As you know, Madam Speaker, my party does not wish to run in the next elections. We hope that, by then, Quebec will be independent. Nonetheless, the proposals made by the Electoral District Boundaries Commission upset several of my colleagues across Canada.
I am not the kind to shirk my responsibilities. When I saw that the commission had carved up my riding of Lotbinière, I did not have any other choice but to react strongly.
In no time, it created an uproar in my constituency. Following the announcement of the proposed reform, around 20 articles, editorials and letters to the editor appeared in local newspapers. It is hardly surprising since the Bois-Francs area was split into three different ridings. The commission wanted to combine regional county municipalities into federal ridings, ignoring certain historical, economical, social and cultural factors.
To combine RCMs into ridings is reasonable to a point but not if the cities themselves see no benefit in it. For instance, by being shifted from Richelieu to Lotbinière, Bécancour was being moved into the same riding as the other municipality in the Bécancour RCM but was being separated from Nicolet.
In an article published on Thursday, February 24, 1994, in Le Nouvelliste , Mr. Jean-Guy Dubois, Mayor of Bécancour, said, and I quote: ``It is quite obvious that this exercise by the commission members was essentially a demographic one, and that they did not take into account the sense of belonging in these communities''.
And Mayor Dubois added that the Bécancour-Nicolet area cannot be divided. And what about the city of Victoriaville-Arthabaska, the heart of the Bois-Francs area, which was being separated from several area municipalities such as Princeville with which it had real and tangible links.
I can only congratulate the government on its decision to impose a two-year moratorium on this electoral boundaries readjustment process. We are talking about an $8 million exercise. Eight million dollars to move little lines around on the electoral map, displeasing the majority of national, provincial and municipal authorities in the process, all the while trying to preserve electoral quotas and in fact spending public funds needlessly.

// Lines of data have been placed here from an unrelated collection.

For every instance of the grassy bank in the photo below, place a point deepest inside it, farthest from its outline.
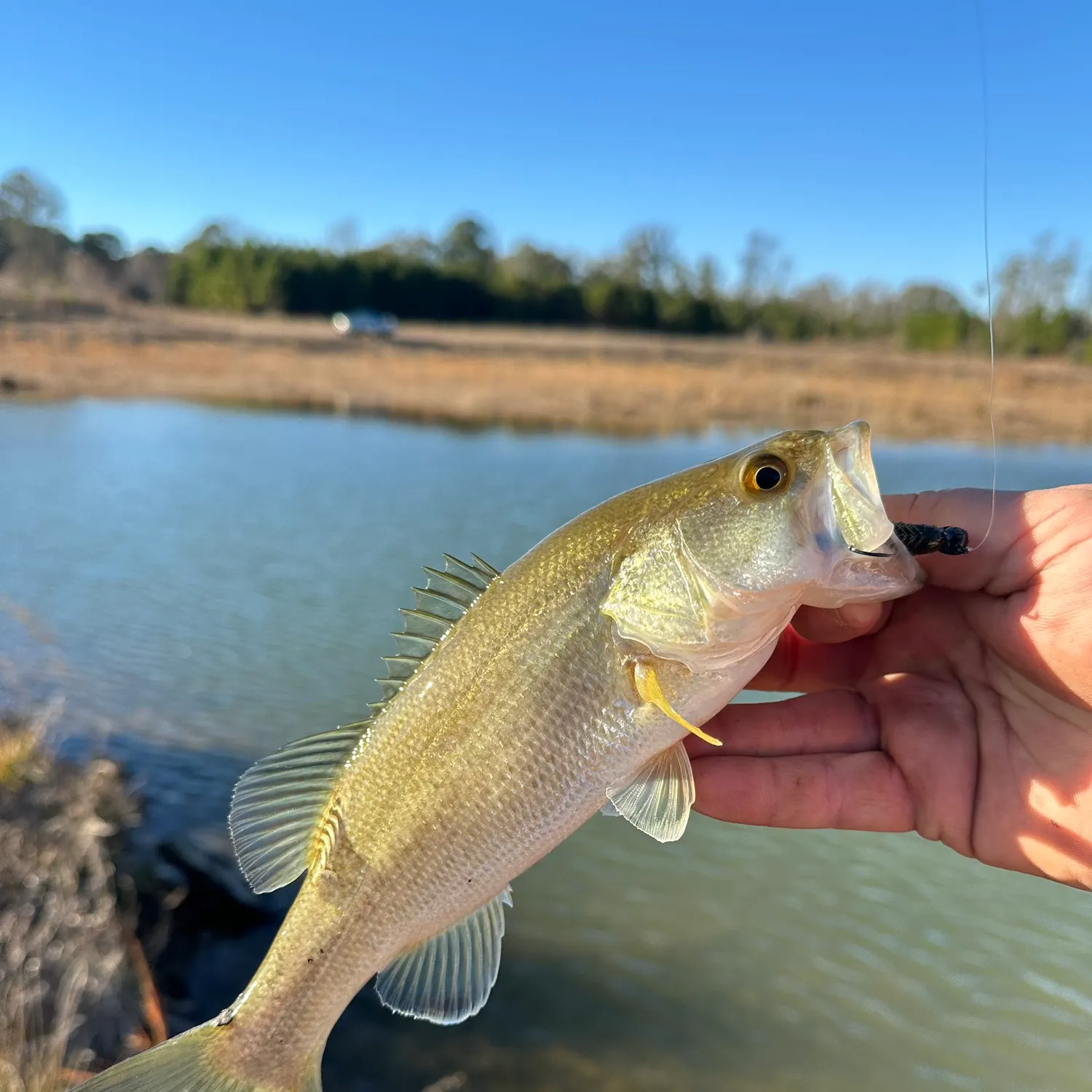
(596, 380)
(74, 989)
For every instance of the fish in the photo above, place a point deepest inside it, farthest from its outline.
(518, 705)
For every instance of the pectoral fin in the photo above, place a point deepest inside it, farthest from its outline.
(657, 801)
(648, 688)
(448, 978)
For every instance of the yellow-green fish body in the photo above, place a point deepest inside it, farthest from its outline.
(522, 703)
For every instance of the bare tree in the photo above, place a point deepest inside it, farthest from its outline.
(649, 256)
(764, 268)
(1041, 279)
(343, 236)
(30, 199)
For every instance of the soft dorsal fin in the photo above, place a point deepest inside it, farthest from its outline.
(282, 818)
(657, 801)
(445, 598)
(448, 978)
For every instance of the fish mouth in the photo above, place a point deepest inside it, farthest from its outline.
(854, 493)
(867, 561)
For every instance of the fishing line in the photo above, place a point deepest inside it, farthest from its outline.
(985, 246)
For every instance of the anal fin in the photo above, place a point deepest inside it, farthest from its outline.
(448, 978)
(659, 799)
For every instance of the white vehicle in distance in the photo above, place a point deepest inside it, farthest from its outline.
(362, 321)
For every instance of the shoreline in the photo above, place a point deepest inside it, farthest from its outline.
(544, 379)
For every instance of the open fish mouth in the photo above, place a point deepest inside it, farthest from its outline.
(854, 491)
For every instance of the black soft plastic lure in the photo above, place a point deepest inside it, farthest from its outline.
(925, 539)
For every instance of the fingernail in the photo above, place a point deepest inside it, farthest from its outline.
(860, 616)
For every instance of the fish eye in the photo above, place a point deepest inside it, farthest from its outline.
(766, 474)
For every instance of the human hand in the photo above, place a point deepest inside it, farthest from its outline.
(963, 711)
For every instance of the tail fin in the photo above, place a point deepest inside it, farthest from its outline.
(185, 1064)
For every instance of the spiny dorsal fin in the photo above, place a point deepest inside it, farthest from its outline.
(283, 818)
(445, 598)
(448, 978)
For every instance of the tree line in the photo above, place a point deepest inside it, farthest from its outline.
(463, 277)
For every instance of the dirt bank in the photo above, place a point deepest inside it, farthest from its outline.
(530, 378)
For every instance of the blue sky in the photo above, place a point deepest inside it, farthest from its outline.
(852, 130)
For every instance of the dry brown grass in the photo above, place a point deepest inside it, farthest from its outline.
(68, 992)
(596, 380)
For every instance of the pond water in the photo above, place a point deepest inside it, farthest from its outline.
(225, 581)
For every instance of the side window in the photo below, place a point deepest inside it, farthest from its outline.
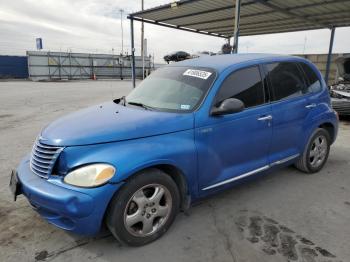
(313, 83)
(245, 85)
(286, 79)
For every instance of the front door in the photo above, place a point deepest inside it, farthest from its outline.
(235, 146)
(289, 110)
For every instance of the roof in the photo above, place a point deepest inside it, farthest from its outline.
(221, 62)
(257, 16)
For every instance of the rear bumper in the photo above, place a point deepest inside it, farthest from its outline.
(342, 106)
(78, 210)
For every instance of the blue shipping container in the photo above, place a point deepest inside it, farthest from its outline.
(13, 67)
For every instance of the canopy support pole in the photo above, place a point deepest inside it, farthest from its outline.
(133, 75)
(329, 57)
(236, 32)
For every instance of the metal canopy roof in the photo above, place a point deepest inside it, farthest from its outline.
(256, 16)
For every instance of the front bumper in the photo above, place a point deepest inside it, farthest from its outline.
(79, 210)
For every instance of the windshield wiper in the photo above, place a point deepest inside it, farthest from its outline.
(120, 100)
(141, 105)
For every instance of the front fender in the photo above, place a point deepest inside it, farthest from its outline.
(130, 156)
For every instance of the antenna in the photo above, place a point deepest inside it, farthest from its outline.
(121, 26)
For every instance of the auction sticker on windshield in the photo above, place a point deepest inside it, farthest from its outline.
(197, 73)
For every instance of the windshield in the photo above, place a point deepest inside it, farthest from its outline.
(173, 89)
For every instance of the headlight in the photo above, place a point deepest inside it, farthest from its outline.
(90, 176)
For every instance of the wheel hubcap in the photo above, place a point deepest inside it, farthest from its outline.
(318, 151)
(147, 210)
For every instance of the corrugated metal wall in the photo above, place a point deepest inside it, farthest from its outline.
(320, 60)
(62, 65)
(13, 67)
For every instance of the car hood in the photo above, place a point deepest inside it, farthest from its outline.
(110, 122)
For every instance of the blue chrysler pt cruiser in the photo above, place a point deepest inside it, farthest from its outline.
(188, 130)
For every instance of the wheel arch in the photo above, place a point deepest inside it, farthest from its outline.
(330, 128)
(175, 173)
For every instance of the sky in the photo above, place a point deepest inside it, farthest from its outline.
(94, 26)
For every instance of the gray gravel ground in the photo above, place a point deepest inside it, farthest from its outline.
(283, 216)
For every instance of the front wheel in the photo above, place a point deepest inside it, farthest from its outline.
(144, 208)
(316, 152)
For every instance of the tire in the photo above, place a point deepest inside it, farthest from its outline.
(315, 154)
(144, 208)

Of course a revision of the electoral boundaries is necessary when certain elements of the Elections Act are not adhered to.
Factors to be taken into account, besides electoral quota, are described clearly in section 15 of the Act: community of interests of the inhabitants of a given electoral district in the province or its historical development. Also, care must be taken to ensure districts are not too large in sparsely populated, rural or northern regions of the province.

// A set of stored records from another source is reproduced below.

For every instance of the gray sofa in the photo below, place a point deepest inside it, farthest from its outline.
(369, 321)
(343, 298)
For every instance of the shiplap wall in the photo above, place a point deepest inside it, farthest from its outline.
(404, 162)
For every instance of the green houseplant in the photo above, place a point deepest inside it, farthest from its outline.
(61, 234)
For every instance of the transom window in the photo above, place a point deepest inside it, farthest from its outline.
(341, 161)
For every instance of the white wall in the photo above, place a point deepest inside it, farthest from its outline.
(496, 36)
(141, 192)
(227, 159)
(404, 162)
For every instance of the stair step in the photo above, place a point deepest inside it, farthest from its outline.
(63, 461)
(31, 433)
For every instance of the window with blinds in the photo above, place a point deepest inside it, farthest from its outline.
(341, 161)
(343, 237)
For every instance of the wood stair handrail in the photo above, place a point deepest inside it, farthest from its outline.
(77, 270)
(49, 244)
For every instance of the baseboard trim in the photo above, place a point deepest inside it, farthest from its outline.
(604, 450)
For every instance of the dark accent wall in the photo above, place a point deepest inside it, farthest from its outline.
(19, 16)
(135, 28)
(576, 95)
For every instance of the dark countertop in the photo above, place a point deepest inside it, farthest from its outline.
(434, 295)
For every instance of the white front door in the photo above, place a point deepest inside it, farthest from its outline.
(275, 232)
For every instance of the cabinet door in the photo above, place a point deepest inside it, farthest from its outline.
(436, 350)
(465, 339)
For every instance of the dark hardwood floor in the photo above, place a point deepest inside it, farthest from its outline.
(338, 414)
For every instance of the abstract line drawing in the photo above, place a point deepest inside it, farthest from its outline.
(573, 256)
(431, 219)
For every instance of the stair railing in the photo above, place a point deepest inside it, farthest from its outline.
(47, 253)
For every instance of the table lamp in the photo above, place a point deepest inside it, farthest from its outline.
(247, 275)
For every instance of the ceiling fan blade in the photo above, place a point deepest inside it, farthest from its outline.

Recent revisions have shown that more often than not, commissions had used purely mathematical rules to readjust electoral boundaries.
The intent, in this bill, to preserve the integrity of RCMs within districts is commendable but hardly immutable. As we have seen, in certain cases, others factors must be taken into account.
In a commentary published on Tuesday February 22, 1994, in L'Union , the chairman of the CNTU Bois-Francs, Mr. Denis Champagne, gave a general idea of what people think: For an electoral map to be good, it must reflect the various communities and identify the connections between these well enough. Finally, the administrative structure has to adhere to it. Right now, we are in an undescribable administrative muddle''. And he adds:
Boundaries now divide RCMs; they overlap different administrative areas. . . In a word, I cannot see the current revision meeting our needs in that respect''.
That is what commissions must look at. It stands to reason that we should review the legislation governing this process. A parliamentary committee should oversee the review of the Act and electoral boundaries should be readjusted. It really needs to be done. It has not been done in 30 years.
Sir John A. Macdonald himself recognized that electoral power parity was essential, while not being the only factor to be taken into account to ensure effective representation. He introduced the Representation Act, 1872, in recognition of this basic truth: "Although the rule concerning the population of each district has been widely obeyed, other factors have been considered relevant to ensure a variety of interests, classes and communities can be represented and the rule of numbers is not the only one used".
This quote was used as part of a ruling made by the Supreme Court of Canada on June 6, 1991, in the case of the Attorney General of Saskatchewan against Roger Carter et al.
It would therefore be worthwhile to review the Act to make sure that electoral boundaries commissions take all these factors into consideration rather than set arbitrary boundaries.